冷たくならない
冷蔵庫に入れて置いたとっておきのアイスたちを見ながら、今日の夜食を選ぶ。時間は少し遅いが、空腹には勝てない。バニラ、チョコ、ストロベリー……まだまだある。ちょっとお高めのカップアイスたちは私のためのご褒美だ。
「うーむ……迷うな……バニラか、チョコか……」
「ん? 何してんだなまえ」
「……よし、抹茶だな」
私の前に現れたのは医療班のガヴィルだった。不摂生を咎められているうちに仲良くなったのだが、夜食なんて怒られてしまうだろうか。しかしその緑色の豊かな髪に、今から食べるアイスは一瞬で決まってしまった。抹茶フレーバーは私のお気に入りだし。極東の文化を取り入れた、というメーカーの言葉に惹かれて買ったのだが、その苦味の中の甘みと深みに虜になった。本物は甘くないらしいが、それもぜひ飲んでみたいものだ。

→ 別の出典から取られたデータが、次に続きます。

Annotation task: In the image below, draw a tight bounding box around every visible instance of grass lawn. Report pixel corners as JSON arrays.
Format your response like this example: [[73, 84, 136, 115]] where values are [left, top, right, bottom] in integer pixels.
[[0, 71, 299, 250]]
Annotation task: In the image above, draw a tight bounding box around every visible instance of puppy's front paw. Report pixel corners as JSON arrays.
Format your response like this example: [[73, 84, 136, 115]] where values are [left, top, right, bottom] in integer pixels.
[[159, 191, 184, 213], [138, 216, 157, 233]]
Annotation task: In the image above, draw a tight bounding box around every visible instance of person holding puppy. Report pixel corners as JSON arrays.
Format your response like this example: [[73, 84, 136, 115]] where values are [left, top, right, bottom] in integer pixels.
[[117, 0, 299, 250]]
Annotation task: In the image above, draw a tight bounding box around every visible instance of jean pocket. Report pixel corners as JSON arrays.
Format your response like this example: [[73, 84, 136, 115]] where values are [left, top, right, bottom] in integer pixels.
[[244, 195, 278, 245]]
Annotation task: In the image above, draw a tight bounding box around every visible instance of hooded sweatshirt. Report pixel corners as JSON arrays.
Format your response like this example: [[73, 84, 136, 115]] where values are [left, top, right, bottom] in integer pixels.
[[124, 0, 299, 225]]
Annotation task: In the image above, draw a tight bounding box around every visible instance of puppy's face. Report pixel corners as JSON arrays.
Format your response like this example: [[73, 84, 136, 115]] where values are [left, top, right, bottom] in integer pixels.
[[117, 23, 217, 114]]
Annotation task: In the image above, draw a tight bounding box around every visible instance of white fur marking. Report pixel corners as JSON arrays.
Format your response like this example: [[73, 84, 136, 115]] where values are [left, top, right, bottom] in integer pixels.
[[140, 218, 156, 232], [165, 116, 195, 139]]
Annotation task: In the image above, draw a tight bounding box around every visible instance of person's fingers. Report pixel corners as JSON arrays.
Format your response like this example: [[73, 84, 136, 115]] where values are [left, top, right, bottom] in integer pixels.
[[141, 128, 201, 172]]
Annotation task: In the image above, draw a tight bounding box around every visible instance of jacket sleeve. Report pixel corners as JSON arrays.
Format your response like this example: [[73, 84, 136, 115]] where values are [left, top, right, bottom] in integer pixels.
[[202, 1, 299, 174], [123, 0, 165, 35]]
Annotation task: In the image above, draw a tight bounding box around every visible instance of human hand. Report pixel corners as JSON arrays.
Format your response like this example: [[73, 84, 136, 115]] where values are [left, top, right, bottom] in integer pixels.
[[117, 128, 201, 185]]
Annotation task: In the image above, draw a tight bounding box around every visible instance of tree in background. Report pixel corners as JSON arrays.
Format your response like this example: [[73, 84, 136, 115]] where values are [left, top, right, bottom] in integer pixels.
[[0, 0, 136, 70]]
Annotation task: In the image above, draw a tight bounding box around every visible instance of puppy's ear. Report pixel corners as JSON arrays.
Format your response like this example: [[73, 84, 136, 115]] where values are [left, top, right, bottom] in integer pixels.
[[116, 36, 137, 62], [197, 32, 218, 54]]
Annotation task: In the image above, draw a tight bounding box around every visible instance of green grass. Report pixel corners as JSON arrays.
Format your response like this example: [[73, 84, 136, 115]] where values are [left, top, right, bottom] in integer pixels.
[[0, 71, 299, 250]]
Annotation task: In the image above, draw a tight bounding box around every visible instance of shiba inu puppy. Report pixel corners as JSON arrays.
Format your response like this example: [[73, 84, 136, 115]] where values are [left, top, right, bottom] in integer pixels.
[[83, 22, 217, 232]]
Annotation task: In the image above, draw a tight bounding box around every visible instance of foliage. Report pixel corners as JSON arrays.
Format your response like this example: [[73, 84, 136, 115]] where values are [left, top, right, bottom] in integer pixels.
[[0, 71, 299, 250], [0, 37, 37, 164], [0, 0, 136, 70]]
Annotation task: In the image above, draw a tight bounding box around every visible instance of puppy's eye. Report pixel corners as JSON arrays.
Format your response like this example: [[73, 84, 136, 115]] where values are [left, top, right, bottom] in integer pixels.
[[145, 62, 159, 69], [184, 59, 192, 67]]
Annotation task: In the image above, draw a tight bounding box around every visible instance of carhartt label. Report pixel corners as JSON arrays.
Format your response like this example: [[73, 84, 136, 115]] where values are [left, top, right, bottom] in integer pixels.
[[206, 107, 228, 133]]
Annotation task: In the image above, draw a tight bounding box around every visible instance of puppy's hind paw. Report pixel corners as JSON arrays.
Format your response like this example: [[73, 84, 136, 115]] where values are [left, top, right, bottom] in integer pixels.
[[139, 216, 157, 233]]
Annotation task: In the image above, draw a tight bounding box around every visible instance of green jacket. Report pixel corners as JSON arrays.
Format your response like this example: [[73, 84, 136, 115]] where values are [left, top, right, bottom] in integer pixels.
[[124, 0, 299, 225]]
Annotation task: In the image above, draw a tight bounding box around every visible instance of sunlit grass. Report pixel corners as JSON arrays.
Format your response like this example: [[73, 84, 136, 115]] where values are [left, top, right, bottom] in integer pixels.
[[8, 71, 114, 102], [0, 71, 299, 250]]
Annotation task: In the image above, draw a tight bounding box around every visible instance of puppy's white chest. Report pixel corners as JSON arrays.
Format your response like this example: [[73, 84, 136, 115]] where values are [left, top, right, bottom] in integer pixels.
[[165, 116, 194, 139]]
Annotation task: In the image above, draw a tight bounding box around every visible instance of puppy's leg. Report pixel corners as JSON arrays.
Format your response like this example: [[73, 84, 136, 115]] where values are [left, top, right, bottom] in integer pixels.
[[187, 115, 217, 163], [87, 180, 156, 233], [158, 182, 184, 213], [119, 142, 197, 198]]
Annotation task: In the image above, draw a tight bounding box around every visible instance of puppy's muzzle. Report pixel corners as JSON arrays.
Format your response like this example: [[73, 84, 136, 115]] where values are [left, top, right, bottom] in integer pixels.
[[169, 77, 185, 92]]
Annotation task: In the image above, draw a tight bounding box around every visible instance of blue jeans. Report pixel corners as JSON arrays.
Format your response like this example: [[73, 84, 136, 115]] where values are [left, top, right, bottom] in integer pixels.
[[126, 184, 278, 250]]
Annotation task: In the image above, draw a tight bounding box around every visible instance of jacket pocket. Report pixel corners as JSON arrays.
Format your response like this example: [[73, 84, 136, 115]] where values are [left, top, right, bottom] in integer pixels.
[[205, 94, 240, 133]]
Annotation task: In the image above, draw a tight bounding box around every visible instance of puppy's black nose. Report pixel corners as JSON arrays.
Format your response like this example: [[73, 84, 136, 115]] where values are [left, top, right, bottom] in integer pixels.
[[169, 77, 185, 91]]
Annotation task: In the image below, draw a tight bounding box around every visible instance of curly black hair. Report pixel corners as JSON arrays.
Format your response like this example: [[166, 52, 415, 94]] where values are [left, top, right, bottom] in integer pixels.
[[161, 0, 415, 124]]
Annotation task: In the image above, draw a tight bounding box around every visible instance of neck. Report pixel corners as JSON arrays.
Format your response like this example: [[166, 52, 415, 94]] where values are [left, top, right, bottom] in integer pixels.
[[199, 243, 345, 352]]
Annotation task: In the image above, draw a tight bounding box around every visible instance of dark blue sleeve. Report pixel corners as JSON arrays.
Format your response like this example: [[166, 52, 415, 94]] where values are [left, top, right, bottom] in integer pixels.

私の突然の抹茶発言にはぁ?という顔をしているガヴィルに、アイスを取り出して見せてみれば、ガヴィルの眉間にシワがよった。
「今何時か知ってるか?」
「あー! 時間の話をするんじゃない! 今日だけだからいいの!」
「ったく、この時間の食事は胃に悪いし肥満にも……」
「ほ、ほら! ガヴィルも食べなよこれ美味しいよ!」
ストック分の抹茶のアイスを差し出せば、ガヴィルは渋々黙ってを受け取った。よし、これで彼女も共犯である。美味しいものは分け合う方がいいし、良いことづくしだ。
ガヴィルはパッケージを見つめて考えているように見える。たしかに抹茶は珍しいし、食べたことがなくて当たり前だ。
「それ、ちょっと苦いから、チョコとかにしとく?」
「……いや、なまえはこれ食べるんだよな?」
「?うん」
「じゃあアタシも食べる」
ペリペリ蓋を捲りながら答えれば、まだ悩んでいる顔をしながらも覚悟を決めたように蓋を一気に捲った。
ぱくりと一口食べれば、大人な味が広がる。抹茶は美味しいが、いつもより美味しいのは、きっとガヴィルが居るからだろうな。